Assessing the Ashes
When the sports editor asked me for a piece to preview the Ashes my heart dropped. There has been so much hot air in the media, so much raking up of old incidents and generating new confrontation that I suspect most cricket followers like me would really like battle to commence, as it will this morning in the Swalec stadium.
The 2005 series has been replayed ad nauseam. I read somewhere that one reason Germany is so awesome in post-war international football is that once they win one tournament they get on with the next one whilst we English are still rooted in 1966. That is why we have a burgeoning sports memorabilia industry whereas there is much a lesser market for a signed jersey of Beckenbauer.
I thought I had a line on the age differential between the two teams. However even this was covered in a two hour preview on Radio 5 last night. Chris Rogers, the only Aussie to score a double century against the Australians at Lords, when he did so for Middlesex and Brad Haddin are both 37. Most of the team is over 30. We have our seniors too – Bell, Anderson, Cook, – but the core of the team and talent are in their mid-twenties notably Root and Stokes. The English team has a strong North-east character with possibly 7 players selected from Yorkshire and Durham.

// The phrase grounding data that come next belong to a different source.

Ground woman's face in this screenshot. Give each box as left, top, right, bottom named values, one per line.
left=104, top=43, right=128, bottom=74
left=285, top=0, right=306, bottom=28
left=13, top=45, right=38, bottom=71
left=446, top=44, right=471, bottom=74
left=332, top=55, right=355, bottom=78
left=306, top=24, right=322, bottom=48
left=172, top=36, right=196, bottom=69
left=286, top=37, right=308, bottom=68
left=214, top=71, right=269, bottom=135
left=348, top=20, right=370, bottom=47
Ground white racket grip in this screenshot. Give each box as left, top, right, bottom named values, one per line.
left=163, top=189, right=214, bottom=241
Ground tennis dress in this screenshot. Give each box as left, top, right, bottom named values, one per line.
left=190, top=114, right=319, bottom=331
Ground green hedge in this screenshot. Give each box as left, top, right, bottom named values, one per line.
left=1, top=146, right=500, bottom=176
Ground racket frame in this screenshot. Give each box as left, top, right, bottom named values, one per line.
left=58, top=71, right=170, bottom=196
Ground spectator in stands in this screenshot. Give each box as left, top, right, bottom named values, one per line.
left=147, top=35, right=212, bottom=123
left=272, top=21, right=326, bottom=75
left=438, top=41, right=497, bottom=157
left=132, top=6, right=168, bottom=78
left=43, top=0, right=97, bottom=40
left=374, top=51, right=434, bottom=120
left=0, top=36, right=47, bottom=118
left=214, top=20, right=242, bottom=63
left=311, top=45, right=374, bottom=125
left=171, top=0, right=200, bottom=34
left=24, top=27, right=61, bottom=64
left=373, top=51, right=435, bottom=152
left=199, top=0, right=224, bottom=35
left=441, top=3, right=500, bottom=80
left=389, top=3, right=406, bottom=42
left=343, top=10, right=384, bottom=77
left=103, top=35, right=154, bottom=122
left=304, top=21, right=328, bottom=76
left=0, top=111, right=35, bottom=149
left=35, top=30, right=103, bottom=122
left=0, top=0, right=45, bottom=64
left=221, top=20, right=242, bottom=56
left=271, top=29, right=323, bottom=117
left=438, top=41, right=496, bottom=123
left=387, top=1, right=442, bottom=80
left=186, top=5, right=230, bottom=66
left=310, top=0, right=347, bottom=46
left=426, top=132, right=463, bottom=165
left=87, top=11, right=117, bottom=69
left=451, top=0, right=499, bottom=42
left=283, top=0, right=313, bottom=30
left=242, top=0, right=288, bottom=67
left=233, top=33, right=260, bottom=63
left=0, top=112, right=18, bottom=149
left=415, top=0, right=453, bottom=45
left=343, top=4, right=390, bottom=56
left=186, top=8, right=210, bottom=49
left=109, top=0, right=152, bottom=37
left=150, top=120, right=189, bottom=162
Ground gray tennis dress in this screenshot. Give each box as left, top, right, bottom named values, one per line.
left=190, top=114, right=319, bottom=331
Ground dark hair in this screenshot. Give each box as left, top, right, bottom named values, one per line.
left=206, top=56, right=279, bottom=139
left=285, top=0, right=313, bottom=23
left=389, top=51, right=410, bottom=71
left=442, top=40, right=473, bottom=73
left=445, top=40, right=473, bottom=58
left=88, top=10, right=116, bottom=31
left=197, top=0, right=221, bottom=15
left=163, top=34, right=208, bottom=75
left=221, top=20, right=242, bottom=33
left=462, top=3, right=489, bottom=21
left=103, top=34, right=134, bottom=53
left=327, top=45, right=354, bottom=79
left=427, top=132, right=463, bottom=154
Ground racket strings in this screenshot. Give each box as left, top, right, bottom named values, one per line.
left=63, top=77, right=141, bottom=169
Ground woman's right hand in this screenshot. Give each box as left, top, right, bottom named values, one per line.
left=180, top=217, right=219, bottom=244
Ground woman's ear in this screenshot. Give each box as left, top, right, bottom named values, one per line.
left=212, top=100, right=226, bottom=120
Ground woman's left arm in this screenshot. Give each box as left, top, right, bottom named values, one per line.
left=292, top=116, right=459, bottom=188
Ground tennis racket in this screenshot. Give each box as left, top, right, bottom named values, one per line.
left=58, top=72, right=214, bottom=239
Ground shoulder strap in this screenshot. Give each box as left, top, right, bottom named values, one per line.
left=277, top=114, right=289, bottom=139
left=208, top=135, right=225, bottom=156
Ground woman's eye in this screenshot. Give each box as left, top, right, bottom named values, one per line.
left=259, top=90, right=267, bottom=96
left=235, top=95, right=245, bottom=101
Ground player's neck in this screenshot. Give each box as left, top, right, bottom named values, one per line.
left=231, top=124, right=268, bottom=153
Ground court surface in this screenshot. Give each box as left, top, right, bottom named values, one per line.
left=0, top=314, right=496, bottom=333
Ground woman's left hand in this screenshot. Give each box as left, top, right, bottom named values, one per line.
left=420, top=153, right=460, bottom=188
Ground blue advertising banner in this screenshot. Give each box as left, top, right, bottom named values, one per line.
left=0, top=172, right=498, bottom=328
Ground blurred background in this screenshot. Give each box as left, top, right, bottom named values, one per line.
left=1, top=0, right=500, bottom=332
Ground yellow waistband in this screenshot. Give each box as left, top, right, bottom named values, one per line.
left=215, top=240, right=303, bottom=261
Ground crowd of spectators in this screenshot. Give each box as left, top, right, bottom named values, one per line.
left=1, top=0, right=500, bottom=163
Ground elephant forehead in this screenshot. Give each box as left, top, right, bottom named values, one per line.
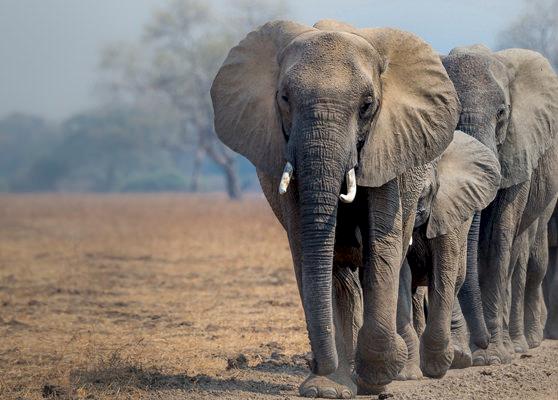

For those that like a wager Steve Smith as leading Australian run-getter is attractive. Predicting the result is not easy. I do not think there will be a 5-0 or 4-0 whitewash but the Aussies clearly have the edge in the pace department. Traditionally England can never play 3 dominating sessions, there is usually some collapse. Rather naively I hope that the good sportsmanship and effervescent cricket that made the recent visit of New Zealand such a joy will continue but somehow I think confrontations splashed across the pages will still be the order of the day.